There have been a flurry of reports lately – including one from us – suggesting that the US vehicle market may have slumped to a level that takes it below China’s. But is that true?
Well, to start with, let’s make the point that statistics are often less straightforward on closer inspection than they initially appear. Hold that thought.
Now then, January sales in the US were bad, very bad. The US light vehicle market plunged almost 40% to drop below a seasonally adjusted annualised running rate (SAAR) of 10m units. It was estimated by analysts at around 9.6m units, which set against a 17m-plus market of not so long ago tells us there has indeed been a rapid and precipitous plunge (if you didn’t know that).
And China’s market – though it has weakened with China’s less strong economy – has not declined by anything like as much as the US vehicle market in recent months. In fact, it took a boost in January from the timing of the Chinese New (lunar) Year, a festive occasion in China that traditionally supports consumer spending.
A total of 735,500 automobiles were sold in China last month, the official Xinhua News Agency reported, citing the China Association of Automobile Manufacturers (CAAM).

By contrast, 655,226 light vehicles – a 27-year low – were sold in the United States, according to Ward’s.

Those are the figures that analysts and the media have got hold of and they show China’s market with a volume well in excess of the US market.
“China had a strong month and the US probably had its worst month in a long time,” Michael Dunne, a Shanghai-based analyst with research firm JD Power said.

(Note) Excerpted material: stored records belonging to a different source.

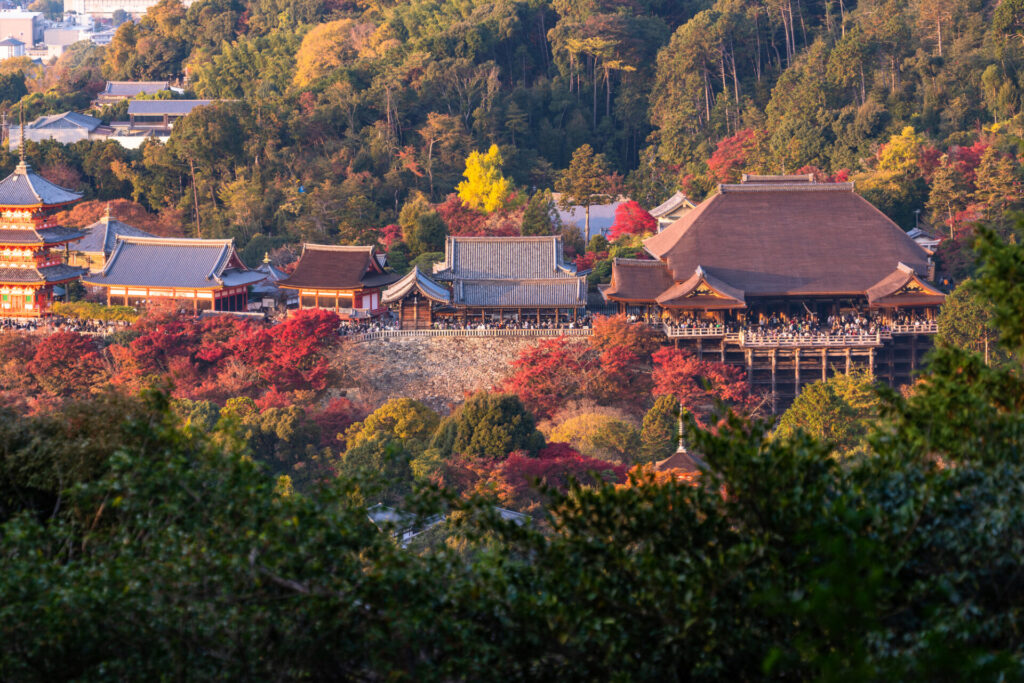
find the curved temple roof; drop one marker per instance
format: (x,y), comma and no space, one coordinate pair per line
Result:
(25,188)
(787,237)
(420,282)
(178,263)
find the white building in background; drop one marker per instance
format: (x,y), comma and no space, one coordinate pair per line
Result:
(27,27)
(11,47)
(108,7)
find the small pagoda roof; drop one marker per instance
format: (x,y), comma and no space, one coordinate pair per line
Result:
(30,237)
(45,275)
(787,236)
(702,291)
(336,267)
(417,281)
(903,288)
(681,460)
(177,263)
(639,281)
(101,237)
(26,188)
(671,205)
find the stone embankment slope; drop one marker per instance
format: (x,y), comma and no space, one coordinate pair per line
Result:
(439,372)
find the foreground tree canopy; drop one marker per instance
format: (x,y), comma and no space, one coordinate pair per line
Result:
(899,561)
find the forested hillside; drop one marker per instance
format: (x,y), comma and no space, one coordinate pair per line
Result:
(341,111)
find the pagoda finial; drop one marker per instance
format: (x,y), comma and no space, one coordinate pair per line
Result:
(20,146)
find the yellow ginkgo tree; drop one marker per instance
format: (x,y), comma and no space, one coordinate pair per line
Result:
(484,187)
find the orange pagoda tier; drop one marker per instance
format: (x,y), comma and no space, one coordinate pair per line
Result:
(29,265)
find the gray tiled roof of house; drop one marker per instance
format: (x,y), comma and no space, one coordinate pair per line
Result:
(526,293)
(174,263)
(66,120)
(168,107)
(25,188)
(503,258)
(417,280)
(101,237)
(39,236)
(133,88)
(50,273)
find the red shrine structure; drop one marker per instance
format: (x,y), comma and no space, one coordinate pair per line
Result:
(29,265)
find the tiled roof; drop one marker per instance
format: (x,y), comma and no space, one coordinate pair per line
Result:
(67,120)
(503,258)
(787,237)
(419,281)
(704,291)
(40,236)
(637,281)
(904,288)
(162,107)
(133,88)
(670,205)
(50,273)
(337,267)
(565,293)
(174,262)
(101,237)
(25,188)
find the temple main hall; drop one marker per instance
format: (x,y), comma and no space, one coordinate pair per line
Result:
(792,279)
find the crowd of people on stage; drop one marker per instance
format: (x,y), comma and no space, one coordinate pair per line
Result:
(386,323)
(60,324)
(775,326)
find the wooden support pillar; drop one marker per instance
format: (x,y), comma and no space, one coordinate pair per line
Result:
(750,370)
(796,370)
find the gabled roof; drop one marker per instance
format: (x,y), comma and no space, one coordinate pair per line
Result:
(503,258)
(903,288)
(702,291)
(134,88)
(671,205)
(168,107)
(639,281)
(681,460)
(549,293)
(787,236)
(338,267)
(38,236)
(26,188)
(170,262)
(37,275)
(68,120)
(101,237)
(416,281)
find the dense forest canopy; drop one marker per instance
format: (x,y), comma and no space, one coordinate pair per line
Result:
(336,114)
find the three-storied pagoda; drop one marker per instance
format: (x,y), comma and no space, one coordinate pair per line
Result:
(29,266)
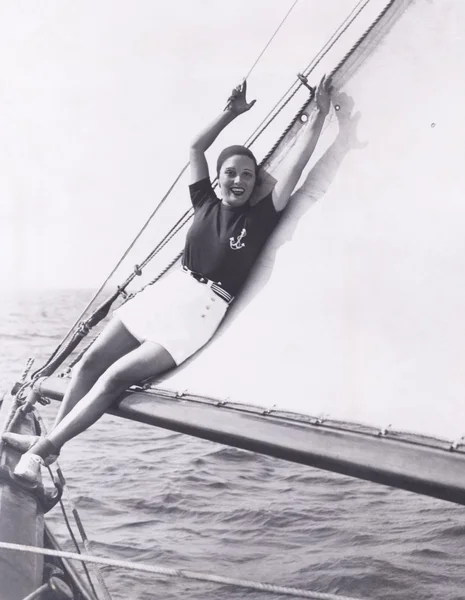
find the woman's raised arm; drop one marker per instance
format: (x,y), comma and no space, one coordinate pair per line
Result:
(237,104)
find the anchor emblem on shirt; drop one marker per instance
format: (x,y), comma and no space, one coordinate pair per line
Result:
(238,244)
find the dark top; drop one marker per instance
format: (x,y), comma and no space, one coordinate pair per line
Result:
(224,241)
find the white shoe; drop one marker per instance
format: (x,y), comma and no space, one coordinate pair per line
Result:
(28,467)
(23,443)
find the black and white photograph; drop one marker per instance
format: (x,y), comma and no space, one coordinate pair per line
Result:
(232,300)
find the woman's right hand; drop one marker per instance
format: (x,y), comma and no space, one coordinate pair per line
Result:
(237,103)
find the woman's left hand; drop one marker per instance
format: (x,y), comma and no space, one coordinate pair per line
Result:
(323,95)
(237,102)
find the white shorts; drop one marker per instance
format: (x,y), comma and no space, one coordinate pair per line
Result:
(178,312)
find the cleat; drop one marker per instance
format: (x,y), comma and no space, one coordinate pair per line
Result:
(28,467)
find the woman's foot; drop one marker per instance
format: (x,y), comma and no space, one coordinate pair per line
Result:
(23,443)
(28,467)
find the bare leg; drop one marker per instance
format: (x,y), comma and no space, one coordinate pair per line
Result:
(148,360)
(114,342)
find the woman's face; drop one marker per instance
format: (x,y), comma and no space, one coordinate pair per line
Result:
(236,180)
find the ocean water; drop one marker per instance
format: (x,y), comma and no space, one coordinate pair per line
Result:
(167,499)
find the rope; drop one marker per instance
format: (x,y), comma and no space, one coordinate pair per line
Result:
(97,571)
(279,106)
(293,89)
(181,573)
(271,39)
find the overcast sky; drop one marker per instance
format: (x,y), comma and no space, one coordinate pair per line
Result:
(98,101)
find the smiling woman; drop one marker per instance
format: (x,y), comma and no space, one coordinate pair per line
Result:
(166,324)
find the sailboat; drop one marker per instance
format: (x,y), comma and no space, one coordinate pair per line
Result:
(348,337)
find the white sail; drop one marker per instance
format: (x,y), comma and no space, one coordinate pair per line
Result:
(357,308)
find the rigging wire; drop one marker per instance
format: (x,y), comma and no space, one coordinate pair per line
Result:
(271,39)
(162,201)
(332,40)
(290,93)
(180,573)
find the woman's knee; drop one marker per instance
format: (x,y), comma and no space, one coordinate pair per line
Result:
(91,365)
(115,381)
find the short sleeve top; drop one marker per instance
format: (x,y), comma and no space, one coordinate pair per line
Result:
(224,241)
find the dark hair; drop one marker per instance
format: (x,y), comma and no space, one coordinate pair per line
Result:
(235,151)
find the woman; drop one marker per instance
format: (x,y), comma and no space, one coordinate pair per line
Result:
(165,324)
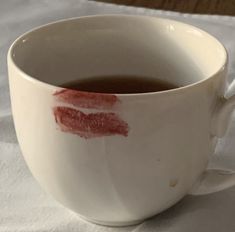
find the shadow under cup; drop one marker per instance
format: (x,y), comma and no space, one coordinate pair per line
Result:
(119,45)
(116,178)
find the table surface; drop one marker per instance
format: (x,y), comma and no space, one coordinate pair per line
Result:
(221,7)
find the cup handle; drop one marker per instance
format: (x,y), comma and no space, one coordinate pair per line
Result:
(214,180)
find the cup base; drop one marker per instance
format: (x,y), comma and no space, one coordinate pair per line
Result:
(112,224)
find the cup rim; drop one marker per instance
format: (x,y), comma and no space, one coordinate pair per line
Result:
(49,86)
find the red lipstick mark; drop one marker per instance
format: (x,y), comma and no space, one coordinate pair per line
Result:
(86,99)
(89,125)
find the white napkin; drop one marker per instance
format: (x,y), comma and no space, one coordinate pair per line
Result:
(24,206)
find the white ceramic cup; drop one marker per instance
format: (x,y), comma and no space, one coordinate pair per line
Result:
(117,159)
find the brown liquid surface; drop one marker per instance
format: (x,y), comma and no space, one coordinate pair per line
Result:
(119,84)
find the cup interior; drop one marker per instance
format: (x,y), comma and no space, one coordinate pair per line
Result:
(118,45)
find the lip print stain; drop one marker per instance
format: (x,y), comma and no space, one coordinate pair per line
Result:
(88,125)
(86,99)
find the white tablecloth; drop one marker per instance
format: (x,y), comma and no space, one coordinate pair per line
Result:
(24,206)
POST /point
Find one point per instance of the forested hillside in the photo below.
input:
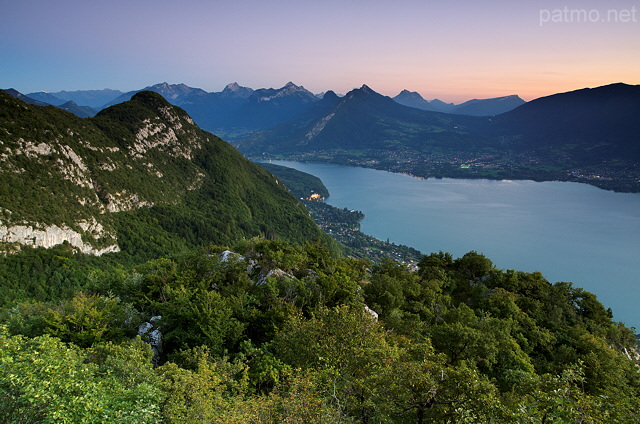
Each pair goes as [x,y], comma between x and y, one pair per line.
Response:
[277,332]
[140,178]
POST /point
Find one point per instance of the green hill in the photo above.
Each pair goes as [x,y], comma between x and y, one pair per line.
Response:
[139,177]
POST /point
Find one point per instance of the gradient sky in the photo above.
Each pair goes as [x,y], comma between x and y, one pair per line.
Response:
[452,50]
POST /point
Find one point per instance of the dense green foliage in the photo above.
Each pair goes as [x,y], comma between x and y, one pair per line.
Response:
[173,329]
[279,332]
[144,172]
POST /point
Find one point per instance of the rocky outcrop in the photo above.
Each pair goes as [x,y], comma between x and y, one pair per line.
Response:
[53,235]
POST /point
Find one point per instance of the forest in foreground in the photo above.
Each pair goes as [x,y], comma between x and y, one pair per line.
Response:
[266,331]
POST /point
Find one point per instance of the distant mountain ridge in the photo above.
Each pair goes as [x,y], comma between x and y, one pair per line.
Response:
[589,135]
[139,177]
[475,107]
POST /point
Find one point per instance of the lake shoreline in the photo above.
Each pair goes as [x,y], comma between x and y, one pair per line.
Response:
[568,231]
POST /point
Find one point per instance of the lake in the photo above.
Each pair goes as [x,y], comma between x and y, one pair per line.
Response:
[567,231]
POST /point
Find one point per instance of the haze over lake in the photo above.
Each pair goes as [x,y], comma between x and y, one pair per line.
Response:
[568,231]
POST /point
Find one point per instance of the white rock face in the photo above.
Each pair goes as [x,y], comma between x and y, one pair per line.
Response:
[50,236]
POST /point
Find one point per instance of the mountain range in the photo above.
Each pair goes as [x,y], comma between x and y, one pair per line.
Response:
[236,112]
[588,135]
[475,107]
[140,177]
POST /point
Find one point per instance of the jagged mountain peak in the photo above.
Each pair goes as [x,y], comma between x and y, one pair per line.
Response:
[236,90]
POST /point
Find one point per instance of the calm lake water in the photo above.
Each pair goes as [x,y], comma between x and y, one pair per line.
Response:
[568,231]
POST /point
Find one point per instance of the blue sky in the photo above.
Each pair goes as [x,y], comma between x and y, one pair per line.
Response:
[452,50]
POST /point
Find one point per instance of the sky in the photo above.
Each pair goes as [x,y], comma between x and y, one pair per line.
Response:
[451,50]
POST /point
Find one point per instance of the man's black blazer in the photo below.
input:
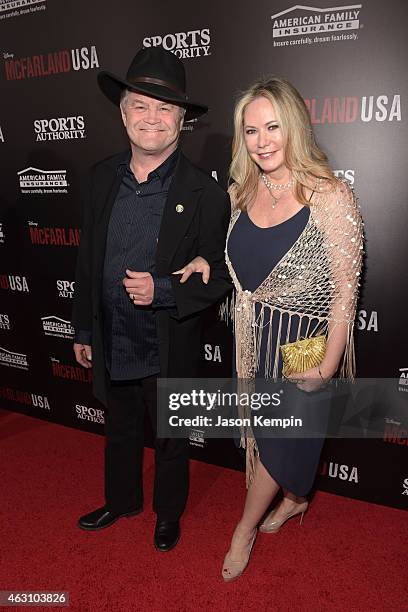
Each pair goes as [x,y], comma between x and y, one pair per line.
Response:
[200,229]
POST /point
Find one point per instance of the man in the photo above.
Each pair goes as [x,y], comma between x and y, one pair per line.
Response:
[147,213]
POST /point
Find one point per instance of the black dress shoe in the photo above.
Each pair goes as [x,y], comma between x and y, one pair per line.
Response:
[166,535]
[101,518]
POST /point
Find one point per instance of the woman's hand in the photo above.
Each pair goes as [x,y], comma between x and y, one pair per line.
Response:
[310,380]
[198,264]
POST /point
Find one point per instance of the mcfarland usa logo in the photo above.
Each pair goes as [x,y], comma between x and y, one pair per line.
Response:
[403,380]
[5,322]
[70,372]
[86,413]
[14,283]
[61,128]
[60,328]
[15,8]
[307,25]
[54,236]
[340,471]
[349,109]
[194,43]
[196,438]
[34,180]
[24,397]
[13,359]
[83,58]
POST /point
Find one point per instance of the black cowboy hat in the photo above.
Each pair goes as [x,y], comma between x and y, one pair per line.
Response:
[153,72]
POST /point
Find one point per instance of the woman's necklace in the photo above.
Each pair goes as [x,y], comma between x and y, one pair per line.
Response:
[276,186]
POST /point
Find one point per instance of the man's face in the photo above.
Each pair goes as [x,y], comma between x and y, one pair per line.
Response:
[153,126]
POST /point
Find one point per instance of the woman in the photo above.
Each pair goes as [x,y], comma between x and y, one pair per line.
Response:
[294,251]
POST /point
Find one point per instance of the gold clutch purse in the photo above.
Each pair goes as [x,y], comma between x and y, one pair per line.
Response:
[303,354]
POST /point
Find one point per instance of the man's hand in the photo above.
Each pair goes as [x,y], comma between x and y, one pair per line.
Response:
[83,354]
[198,264]
[140,287]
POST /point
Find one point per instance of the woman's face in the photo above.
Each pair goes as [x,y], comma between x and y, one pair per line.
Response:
[263,136]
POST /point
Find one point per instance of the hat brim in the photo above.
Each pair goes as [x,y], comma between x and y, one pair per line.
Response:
[112,86]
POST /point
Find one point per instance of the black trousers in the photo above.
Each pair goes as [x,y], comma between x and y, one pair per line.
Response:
[124,429]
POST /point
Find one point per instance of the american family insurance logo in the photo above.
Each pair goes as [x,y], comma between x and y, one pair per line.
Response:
[60,328]
[46,64]
[33,180]
[301,25]
[15,8]
[194,43]
[13,359]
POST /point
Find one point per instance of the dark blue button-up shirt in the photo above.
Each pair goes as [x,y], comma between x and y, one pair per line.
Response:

January was perhaps, therefore, a rather exceptional month in terms of this particular comparison. And JD Power is confidently sticking to its forecast that the US market this year will exceed China’s.
There’s another important point worth making, too. Are we comparing like with like when looking at these two countries’ reported vehicle markets?
The answer to that is no.
The US light vehicle market is made up of a huge element of trucks that are for personal use. The SUVs, minivans and pick-ups that (still) sell in vast numbers in the US and are described as ‘light trucks’ are passenger vehicles. They would be counted as cars rather than light commercial vehicles in Europe.
However, light duty vehicles in China that are not sedans are overwhelmingly commercial vehicles rather than passenger vehicles; they are business tools and working vehicles. The Chinese practice is to lump them all together in the statistics as ‘automobiles’.

In fact, the widely quoted 735,500 figure for January is ‘all vehicles’ and even includes buses (a similar US ‘all-in’ number – adding in the Class 4-8 trucks and buses – would be under 700,000 vehicles, leaving the Chinese still ahead on an all vehicles basis). 

‘Cars’ alone in China were more like 600,000 units last month, well under the broadly comparable US light vehicle market number.
As JD Power’s analyst Pete Kelly told us: “These two markets are actually very different. China’s passenger vehicle market is way smaller than that of the US when you strip out the commercial vehicles from the numbers they report.”
So, the statistics can be a little misleading. Gross numbers may put the Chinese market ahead of the US in January, but we’re in effect comparing apples and oranges until we strip out the commercial vehicles, if we’re comparing China’s market with the US light vehicle market – ie passenger vehicles or what are generally understood as car sales.

And the month of January was also distorted by a moveable Chinese holiday which boosts spending there – January could well prove to be something of an outlier that does not serve as a reliable pointer to the rest of this year.
A thought remains though. Even if the gross figure comparison between the two markets is an imperfect one, it is still quite something that the Chinese ‘all-in’ number for January was larger than that of the US. Who’d have thought it?